To ensure the objectivity of this method, each item must have an equal opportunity to be selected and must only be selected once for analysis. Each item within the group is, therefore, assigned a sequential number. A table of random numbers or a list of computer generated random numbers is used to identify the items (by number) to be included in the sample group. For example, if the first three random numbers are 22, 64, and 5, the corresponding items, with the numbers 22, 64, and 5, from the sequential list will be analyzed. A table of random numbers can be found in most statistics textbooks. Computer generated random numbers can be obtained using most spreadsheet applications. Regardless of which method the analyst uses, it is good practice to document the method used and to include the list of randomly generated numbers as part of any sampling analysis documentation.

 Stratified Sampling

Stratified sampling is often used to analyze a bill of materials where there are a few high dollar items and several small dollar items. The first step in stratified sampling is the division of the population into homogenous strata. The second step is identifying the 100% review stratum, from which every unit in the group will be analyzed. Typically, the 100% review stratum includes those items that comprise a substantial portion of the total proposed cost (usually 80% or 90%). The analyst should be able to evaluate a significant portion of the proposed cost by analyzing relatively few units. The 80/20 rule is applicable under these circumstances. The 80/20 rule states that approximately 80% of a population’s costs can be attributed to approximately 20% of the items.

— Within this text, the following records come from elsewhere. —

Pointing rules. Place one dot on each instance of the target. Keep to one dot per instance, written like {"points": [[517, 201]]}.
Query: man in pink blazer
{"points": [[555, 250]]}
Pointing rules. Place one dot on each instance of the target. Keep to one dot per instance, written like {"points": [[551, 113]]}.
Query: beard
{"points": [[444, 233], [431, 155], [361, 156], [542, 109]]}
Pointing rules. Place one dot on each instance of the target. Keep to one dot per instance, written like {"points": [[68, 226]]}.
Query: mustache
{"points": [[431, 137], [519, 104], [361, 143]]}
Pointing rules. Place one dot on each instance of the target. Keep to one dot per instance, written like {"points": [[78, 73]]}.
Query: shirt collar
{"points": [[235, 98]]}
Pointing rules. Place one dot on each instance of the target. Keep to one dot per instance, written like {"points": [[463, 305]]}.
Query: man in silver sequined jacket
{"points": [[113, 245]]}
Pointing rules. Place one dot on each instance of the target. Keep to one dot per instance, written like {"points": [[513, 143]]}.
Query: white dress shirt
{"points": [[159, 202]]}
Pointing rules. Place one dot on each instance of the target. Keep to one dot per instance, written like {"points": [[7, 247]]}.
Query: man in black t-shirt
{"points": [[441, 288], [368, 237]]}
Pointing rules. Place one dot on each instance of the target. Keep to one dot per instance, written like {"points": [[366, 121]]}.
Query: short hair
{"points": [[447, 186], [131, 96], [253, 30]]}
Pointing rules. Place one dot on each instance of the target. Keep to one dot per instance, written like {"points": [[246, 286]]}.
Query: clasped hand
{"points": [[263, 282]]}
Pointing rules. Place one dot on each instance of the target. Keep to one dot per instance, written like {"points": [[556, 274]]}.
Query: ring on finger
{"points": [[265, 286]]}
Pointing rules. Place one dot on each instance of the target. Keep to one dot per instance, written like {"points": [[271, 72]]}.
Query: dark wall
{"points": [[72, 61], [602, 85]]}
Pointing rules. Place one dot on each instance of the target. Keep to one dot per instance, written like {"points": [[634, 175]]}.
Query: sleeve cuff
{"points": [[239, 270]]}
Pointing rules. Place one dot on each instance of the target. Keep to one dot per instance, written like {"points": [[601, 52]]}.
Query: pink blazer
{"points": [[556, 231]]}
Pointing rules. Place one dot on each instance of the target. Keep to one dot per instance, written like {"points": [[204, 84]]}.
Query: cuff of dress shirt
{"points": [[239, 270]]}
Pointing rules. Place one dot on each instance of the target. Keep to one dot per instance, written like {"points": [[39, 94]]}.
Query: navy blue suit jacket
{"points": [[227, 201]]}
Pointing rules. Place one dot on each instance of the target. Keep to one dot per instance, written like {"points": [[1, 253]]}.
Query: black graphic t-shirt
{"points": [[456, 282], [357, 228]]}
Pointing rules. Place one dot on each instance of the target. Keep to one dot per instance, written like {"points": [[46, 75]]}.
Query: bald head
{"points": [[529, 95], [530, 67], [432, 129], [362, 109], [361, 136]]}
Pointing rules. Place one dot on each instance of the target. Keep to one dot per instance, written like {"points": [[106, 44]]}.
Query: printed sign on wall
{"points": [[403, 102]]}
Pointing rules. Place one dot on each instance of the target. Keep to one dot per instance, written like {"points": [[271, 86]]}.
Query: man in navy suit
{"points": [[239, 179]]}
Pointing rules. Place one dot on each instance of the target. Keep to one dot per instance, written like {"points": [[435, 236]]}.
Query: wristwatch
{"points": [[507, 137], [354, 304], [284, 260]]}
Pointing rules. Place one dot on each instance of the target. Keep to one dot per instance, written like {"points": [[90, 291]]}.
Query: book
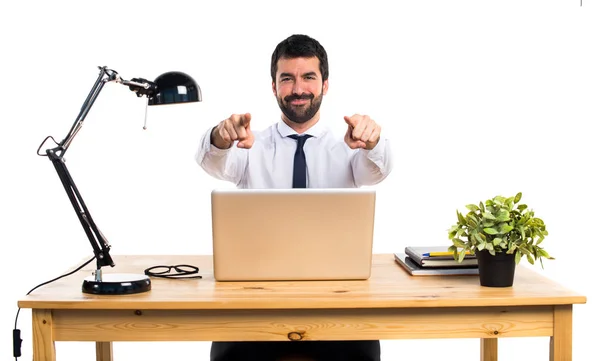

Choosing the 100% review stratum does not always involve selecting those items that comprise a substantial portion of the proposed cost. Other criteria that can be used to select the 100% review stratum include:

• Costs of an unusual or sensitive nature,
• Costs in areas where the contractor’s procedures or internal controls are known to be ineffective or where discrepancies have been discovered in the past,
• Costs not subject to previous reviews, and
• Costs in areas where incorrect estimates can have a substantial impact on overall cost.

Regardless of the criteria used to select the 100% review stratum, the stratum should be clearly distinguishable from the rest of the population.

The third step in stratified sampling is determining how the remaining strata will be sampled. Depending upon the situation, the remaining strata can be sampled using various sampling techniques. Simple random sampling is the method used most often to select the units to be analyzed in the remaining strata.

15.3.3 Analyzing the Sample and Applying Findings

Once a sample has been selected, the analyst should analyze the sample group and apply the findings to the remaining population. The process for analyzing sample data is the same as if the entire population was analyzed. Any test or question that can be asked of the population can also be asked of the sample group. The analyst can examine the prices, material quantities, labor hour estimates, or any other quantifiable information within the sample group for reasonableness and allowability. Cost and price analysis techniques for determining the reasonableness and allowability of specific cost elements are discussed in Parts III and IV of this handbook.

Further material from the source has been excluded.